Lahore, October 01, 2021 (PPI-OT): The ratings reflect the regulated structure of Lalpir Power Limited (Lalpir Power) business; whereby revenues and cash flows are guaranteed by the sovereign government given adherence to agreed operational parameters. A risk of any decrease in efficiency factor against required benchmark would be borne by the Company itself given the fact, Lalpir Power is managing its operations and maintenance (O and M) in-house. Topline of the company, coupled with capacity utilization has slightly improved, owing to demand from power purchaser on account of better fuel prices. In August’2020, the Company and the Committee for Negotiation with IPPs formed by Government of Pakistan, executed a Memorandum of Understanding (MoU) converted to Master agreement on 12 February, 2021.
In accordance with the Master Agreement, the Company has agreed on 11% reduction in capacity payments and variable O and M, among other clauses. As a result of the revision in agreement with CPPA-G, the Company’s profitability indicators will be slightly lower going forward, albeit are considered to be adequate. However, in line with the agreement, the issue of long outstanding receivables has been assuaged and the Company has received 40% of its receivables (PKR 6.193bln) in 1HCY21, remaining 60% amounting to PKR.9,290mln is expected in December 2021.
The profitability of the Company during 1HCY21 has decreased due to non-issuance of Capacity Purchase Price invoice for the period starting from 26-03-21 to 30-06-21, pursuant to PPA Amendment signed on April 20th, 2021. Under this PPA Amendment Agreement, amongst resolution of disputes, Term of the PPA has been extended by 248 days. During this extended period the Company will issue Energy Purchase Price invoices only and accordingly Liquidated Damages imposed on the Company have been waived by the CPPA-G. The Company would start issuing Capacity Purchase Price invoices from 28th November 2021 onwards.
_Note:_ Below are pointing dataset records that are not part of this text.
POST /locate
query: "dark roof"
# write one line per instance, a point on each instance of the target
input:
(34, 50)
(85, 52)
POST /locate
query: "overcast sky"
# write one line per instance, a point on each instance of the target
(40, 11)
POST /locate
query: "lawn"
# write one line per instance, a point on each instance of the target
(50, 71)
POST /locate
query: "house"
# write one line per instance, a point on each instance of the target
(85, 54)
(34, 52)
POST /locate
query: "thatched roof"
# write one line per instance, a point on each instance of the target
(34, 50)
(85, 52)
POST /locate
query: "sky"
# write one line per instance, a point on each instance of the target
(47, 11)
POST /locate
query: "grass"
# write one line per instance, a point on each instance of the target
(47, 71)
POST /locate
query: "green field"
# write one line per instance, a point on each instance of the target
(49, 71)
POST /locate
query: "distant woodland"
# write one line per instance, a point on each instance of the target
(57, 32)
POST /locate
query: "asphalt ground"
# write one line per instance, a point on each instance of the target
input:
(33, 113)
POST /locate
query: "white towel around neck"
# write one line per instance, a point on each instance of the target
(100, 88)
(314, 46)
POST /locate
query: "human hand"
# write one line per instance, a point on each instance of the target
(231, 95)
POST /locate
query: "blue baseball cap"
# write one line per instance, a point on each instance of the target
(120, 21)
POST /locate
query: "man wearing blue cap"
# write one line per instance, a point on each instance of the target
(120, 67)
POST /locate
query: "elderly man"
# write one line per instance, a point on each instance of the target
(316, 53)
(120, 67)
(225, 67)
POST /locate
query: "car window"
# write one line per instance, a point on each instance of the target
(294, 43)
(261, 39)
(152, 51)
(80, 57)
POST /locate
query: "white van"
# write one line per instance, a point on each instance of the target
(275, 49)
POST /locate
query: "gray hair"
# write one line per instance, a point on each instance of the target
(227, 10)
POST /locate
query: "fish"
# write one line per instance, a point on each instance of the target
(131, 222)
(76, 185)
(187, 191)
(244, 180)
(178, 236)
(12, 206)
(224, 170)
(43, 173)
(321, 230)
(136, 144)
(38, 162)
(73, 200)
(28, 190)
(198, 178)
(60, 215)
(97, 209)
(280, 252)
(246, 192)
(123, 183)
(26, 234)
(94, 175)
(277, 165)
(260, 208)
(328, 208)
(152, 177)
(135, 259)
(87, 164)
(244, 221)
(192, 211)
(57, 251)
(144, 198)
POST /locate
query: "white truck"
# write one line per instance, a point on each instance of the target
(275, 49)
Moreover, The Company is entitled to send CPP invoices for these 248 days after completion of remaining seven years of the PPA term, at the indexation applicable for seventh year. The long term project debt was completely paid off in 2010; thus, company’s debt position mainly reflects current borrowings secured to bridge the working capital requirements and maintenance of projects. Upholding operational performance in line with agreed performance levels would remain a key rating driver. Further timely payment from the Power purchaser as per agreement remained imperative.